Engagers are great at having conversations around videos that are trending, current political topics, pop news, social justice issues and spiritual topics. They typically know how to exhibit kindness and empathy while still speaking the truth. They will often find themselves coming up against opposition and even find themselves dealing with contentious people. Through it all, engagers understand that they are called to shine light into the world around them, even in the digital space.
Curators are like skilled librarians or masterful museum curators. They understand the needs of the people they’re trying to reach and they create collections to serve them. Must curators operate at a church, ministry or corporate level.
A supporter, is someone who provides moral, financial or physical support. They are the ones who encourage the work of ministries and churches to help them fulfil their mission.

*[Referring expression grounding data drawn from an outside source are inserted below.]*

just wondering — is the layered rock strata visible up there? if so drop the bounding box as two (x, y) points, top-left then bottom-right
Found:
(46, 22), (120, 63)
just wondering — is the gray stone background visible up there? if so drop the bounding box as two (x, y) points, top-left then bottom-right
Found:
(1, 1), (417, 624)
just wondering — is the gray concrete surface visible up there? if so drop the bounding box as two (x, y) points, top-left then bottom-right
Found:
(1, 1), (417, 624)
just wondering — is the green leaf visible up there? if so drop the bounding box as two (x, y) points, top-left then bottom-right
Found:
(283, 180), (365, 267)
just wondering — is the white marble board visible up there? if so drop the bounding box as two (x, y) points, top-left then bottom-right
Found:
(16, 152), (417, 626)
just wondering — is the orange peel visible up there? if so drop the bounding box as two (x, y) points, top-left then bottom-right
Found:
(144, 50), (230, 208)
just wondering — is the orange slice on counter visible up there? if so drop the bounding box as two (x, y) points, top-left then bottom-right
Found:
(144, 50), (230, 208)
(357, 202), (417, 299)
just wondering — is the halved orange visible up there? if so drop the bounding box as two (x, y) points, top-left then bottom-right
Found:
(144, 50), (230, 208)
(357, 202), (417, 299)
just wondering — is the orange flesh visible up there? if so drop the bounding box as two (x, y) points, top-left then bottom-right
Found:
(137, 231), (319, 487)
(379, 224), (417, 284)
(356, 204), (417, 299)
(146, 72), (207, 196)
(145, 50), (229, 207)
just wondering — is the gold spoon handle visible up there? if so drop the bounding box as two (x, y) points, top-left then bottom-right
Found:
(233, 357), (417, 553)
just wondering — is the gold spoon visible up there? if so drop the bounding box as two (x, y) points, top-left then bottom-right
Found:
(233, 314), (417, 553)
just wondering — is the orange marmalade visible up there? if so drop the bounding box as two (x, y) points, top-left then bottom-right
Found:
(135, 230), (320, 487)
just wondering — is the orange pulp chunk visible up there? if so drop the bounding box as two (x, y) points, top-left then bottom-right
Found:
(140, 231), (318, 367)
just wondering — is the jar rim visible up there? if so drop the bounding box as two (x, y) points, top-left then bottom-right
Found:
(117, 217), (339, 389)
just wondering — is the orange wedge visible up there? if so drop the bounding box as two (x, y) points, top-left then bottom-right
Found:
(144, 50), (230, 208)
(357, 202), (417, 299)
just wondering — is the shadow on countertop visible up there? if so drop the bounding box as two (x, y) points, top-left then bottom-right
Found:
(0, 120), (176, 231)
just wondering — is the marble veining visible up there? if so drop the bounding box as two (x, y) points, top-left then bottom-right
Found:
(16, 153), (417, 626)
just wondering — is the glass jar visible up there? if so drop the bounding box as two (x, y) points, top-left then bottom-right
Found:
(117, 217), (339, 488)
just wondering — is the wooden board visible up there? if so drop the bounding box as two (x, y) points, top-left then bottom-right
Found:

Influencers are people who recognise that the words they say online can have a large impact on a wider group of people than the average person. Therefore they understand they have more responsibility to be accountable for their words and actions online.
You can think of good neighbours as those who act on their good thoughts to serve others, both online and in person.
You can read a bit more about this topic in our article about the Digital Discipleship Ecosystem.
As you can see, digital discipleship is a way of life – it is following the call to discipleship, even in the digital space. As you read through the article, where do you see yourself and your organisation fitting into digital discipleship? How do you see it helping you fulfil your mission?